1. For which initial points exists a solution in some interval containing x-naught?
2. For which initial points exists a unique solution in some interval containing x-naught?

Relevant Equations:

Existence and Uniqueness

I'm new to learning about ODE's and I just want to make sure I am on the right track and understanding everything properly.

We have our ODE which is y' = 6x³(y-1)^1/6 with y(x₀)=y₀.

I know that existence means that if f is continuous on an open rectangle that contains (x₀, y₀) then the IVP has at least one solution on some open subinterval of (a,b) that contains x₀. Uniqueness is when f and f_y are continuous on the rectangle then we will have a unique solution on some open subinterval of (a,b) that contains x₀.

Here is my attempt at a solution for the questions:

1. y' = 6x³(y-1)^1/6 is continuous for all x∈R and all y∈R, thus there is a solution for all (x₀, y₀) according to the theorem of existence.

2. Since f_y = x³/(y-1)^5/6 is continuous for all x∈R and all y∈R except for y = 1 we see there is a unique solution on some open interval containing x₀ for all (x₀, y₀) except when y = 1.

Could someone please check this over to see if I have the right idea and if this is correct?
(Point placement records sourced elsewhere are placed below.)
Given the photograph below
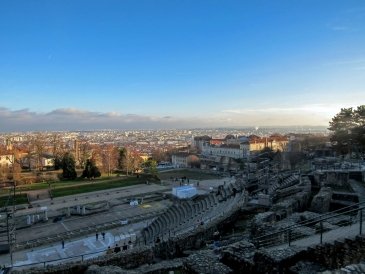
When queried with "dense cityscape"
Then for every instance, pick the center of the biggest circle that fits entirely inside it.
(182, 137)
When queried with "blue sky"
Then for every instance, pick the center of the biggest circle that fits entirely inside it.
(130, 64)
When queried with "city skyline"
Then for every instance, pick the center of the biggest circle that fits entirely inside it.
(88, 65)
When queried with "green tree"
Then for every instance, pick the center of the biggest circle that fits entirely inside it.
(151, 166)
(348, 127)
(68, 167)
(91, 170)
(121, 158)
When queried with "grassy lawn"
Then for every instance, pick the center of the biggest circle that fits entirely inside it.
(94, 186)
(77, 186)
(191, 174)
(58, 184)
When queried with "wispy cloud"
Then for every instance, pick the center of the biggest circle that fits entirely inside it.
(76, 119)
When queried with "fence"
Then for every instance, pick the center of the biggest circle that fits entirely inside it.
(346, 216)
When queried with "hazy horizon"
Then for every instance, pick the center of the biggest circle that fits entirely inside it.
(88, 65)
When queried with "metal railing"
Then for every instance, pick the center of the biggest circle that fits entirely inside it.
(343, 217)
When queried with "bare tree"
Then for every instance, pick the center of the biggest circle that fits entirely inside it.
(109, 156)
(38, 144)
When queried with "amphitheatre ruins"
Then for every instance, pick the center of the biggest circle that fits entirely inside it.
(260, 222)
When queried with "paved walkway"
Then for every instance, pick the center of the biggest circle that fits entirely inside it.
(89, 244)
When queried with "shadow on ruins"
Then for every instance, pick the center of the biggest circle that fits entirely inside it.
(263, 222)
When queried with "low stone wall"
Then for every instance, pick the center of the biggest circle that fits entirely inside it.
(242, 258)
(129, 259)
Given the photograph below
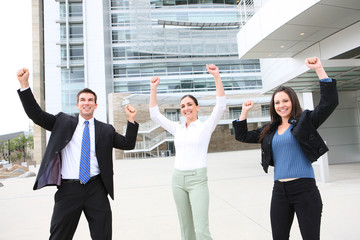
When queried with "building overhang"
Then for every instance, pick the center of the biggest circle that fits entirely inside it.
(290, 31)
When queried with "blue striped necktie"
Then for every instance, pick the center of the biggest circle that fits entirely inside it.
(84, 173)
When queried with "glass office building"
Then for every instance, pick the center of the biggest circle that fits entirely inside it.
(117, 46)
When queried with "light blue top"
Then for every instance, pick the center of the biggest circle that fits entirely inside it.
(289, 159)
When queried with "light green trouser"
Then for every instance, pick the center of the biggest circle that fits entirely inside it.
(191, 196)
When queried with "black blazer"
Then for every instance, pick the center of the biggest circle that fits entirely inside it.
(62, 127)
(304, 128)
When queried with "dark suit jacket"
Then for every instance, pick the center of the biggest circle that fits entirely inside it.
(62, 127)
(304, 128)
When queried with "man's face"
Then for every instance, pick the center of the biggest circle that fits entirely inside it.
(86, 105)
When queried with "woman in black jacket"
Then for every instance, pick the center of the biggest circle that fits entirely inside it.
(290, 143)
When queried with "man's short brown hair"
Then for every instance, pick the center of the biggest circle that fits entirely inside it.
(86, 90)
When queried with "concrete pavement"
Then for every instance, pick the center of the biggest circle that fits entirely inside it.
(144, 209)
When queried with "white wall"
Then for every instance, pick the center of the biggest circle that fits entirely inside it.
(341, 130)
(95, 53)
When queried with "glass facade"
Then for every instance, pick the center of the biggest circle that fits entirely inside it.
(72, 54)
(175, 40)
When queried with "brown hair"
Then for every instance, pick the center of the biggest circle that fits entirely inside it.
(275, 118)
(86, 90)
(192, 97)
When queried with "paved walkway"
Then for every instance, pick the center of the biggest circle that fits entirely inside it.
(144, 209)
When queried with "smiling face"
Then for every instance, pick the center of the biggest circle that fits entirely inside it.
(189, 109)
(86, 105)
(283, 105)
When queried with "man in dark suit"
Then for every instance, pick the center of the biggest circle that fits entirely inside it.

Thank you.

 

[haruspex]

if f is continuous

What is f in this context?
Some of your post reads as though you are considering some function f of x and y (continuous on a rectangle, etc.) but in the question there is only that y is a function of x.

 

[ver_mathstats]

Sorry I should've been more clear y' = 6x³(y-1)^1/6 and f(x,y) = 6x³(y-1)^1/6 and then f_y is the partial derivative. So "if f is continuous" pertains to f(x,y).

 

[haruspex]

Sorry I should've been more clear y' = 6x³(y-1)^1/6 and f(x,y) = 6x³(y-1)^1/6 and then f_y is the partial derivative. So "if f is continuous" pertains to f(x,y).

Then all looks ok except that the ODE cannot apply for y<1.

 

[ver_mathstats]

Then all looks ok except that the ODE cannot apply for y<1.

Sorry this is for uniqueness right? Thank you though.

 

[haruspex]

Sorry this is for uniqueness right? Thank you though.

No, for existence.
The ODE is only defined for y≥1, so you cannot really say that a solution exists for the point (0,0).

 

[ver_mathstats]

No, for existence.
The ODE is only defined for y≥1, so you cannot really say that a solution exists for the point (0,0).

Oh okay, sorry I got a bit confused, I understand now. Thank you for the help.